Fortunately the Driveway Border is so stuffed with plants I think it still looks reasonably full. 

There is also one Tithonia in the Edibles/Cutting Bed, but it stayed a normal size and did not suffer any cracked stems.

Carrying a mortally wounded Tithonia to the alley. It was a brutally humid day, and I am drenched in sweat.
Carrying a mortally wounded Tithonia to the alley. It was a brutally humid day, and I am drenched in sweat.

In any case, in late August the Tithonia is definitely starting to decline – there are fewer blooms and the foliage is showing signs of decay.

I’m not giving up on Tithonia. I will definitely plant it again next year, but if it grows much bigger than 6′, I will stake it. Like so many of our loved ones, there are times when Tithonia needs support.

Have you learned anything about the flaws of any beloved plants this year?

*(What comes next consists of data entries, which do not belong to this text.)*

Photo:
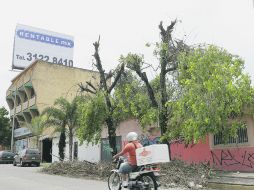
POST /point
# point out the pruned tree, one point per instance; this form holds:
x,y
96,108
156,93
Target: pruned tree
x,y
105,88
64,117
167,51
216,95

39 Comments on “Sic Transit Tithonia”

  1. They look beautiful in your front border. I think you are being a little unfair, this is a plant from Mexico as its name implies and so has certain requirements. there’s nothing wrong with growing a plant that doesn’t really suit your conditions (we all do it) but you can’t blame the plant for growing taller and therefore being prone to rain and wind damage when the conditions are wetter and richer. I think this plant would be perfect in my garden! So many of the plants I admire in yours would struggle to survive here.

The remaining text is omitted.